LONDON The Bank of England's new plan to nurse Britain's economy back to health looks years into the future. But if the recovery keeps on picking up speed it might be put to the test on a monthly basis.
The BoE, under new governor Mark Carney, announced a big change in policy this week when it tied its record low interest rates to a fall in unemployment to 7 percent, something it only expects to happen in late 2016 at the earliest.
The next reading of the unemployment rate comes on Wednesday and is unlikely to show much change from May's 7.8 percent.
Nonetheless, Britain's economy has shown signs that it is recovering more quickly than anyone expected only a few months ago, potentially challenging the BoE's base case that a pick-up in demand won't lead to a surge in hiring.
Rob Wood, a former BoE economist who now works for Berenberg Bank in London, said that while it would take a big change in economic data to undermine the central bank's basic message that higher interest rates remain years away, the new plan will make the monthly unemployment report more important.
"Every release will generate speculation about whether it's coming down faster than the Bank had planned on," Wood said. "Where it will get very testing is if unemployment goes below 7.5 percent over the next six to 12 months."
British financial markets could end up under pressure similar to that in the United States where signs of strength in the economy add to fears among investors of the Federal Reserve speeding up the removal of its bond-buying stimulus.
MINUTES IN FOCUS
Similarly, markets could turn more volatile on the minutes of the BoE's monthly policy meetings.
Some members of the bank's nine-strong Monetary Policy Committee have previously expressed scepticism about deploying forward guidance in Britain, worrying it could eat away at the credibility of the bank's official task of targeting inflation.
The Bank will publish details of the MPC's July 31-August 1 discussion and vote on the new guidance plan at the same time as the unemployment report is released at 0830 GMT on Wednesday. Investors will be watching for any signs of discord.
"That could generate volatility, especially if it is viewed as a marginal or less than unanimous decision," said Francis Diamond, a rates strategist with JP Morgan in London.
Going forward, there is likely to be more interest about whether individual members of the MPC think inflation will be slow to fall, potentially bringing forward a rate hike even before unemployment falls to 7 percent.
The BoE's announcement on Wednesday had the opposite effect on markets than the one the central bank had hoped for.

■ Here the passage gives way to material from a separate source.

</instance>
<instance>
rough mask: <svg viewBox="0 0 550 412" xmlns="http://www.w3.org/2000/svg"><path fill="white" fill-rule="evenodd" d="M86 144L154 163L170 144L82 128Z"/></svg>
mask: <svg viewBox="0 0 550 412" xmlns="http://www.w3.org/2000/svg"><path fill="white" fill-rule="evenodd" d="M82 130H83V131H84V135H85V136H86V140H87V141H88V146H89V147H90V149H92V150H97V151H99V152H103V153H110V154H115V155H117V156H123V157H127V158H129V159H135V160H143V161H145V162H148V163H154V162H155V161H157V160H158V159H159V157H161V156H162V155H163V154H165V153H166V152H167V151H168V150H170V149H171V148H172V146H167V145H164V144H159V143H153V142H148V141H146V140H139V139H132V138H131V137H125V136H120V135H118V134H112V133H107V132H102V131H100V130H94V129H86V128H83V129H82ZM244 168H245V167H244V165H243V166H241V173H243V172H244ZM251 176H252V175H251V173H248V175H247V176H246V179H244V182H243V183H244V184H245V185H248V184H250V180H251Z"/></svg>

Rather than push back expectations for the timing of a first rate hike, investors brought them forward.
On Thursday, markets were pricing in a first 25 basis-point increase in Bank rate in August 2015, back to where they were before the announcement but about a year ahead of the late-2016 date suggested by the guidance plan.
Economists with some leading banks said they expected markets to start focusing more on the core message that interest rates will stay low for the coming years, even if many felt the 2016 guidance was too far out.
Philip Rush at Nomura stuck to his forecast that rates would rise in February 2015, saying he expected unemployment to fall faster than the Bank predicted - albeit for the gloomy reason that Britain's productivity was unlikely to pick up.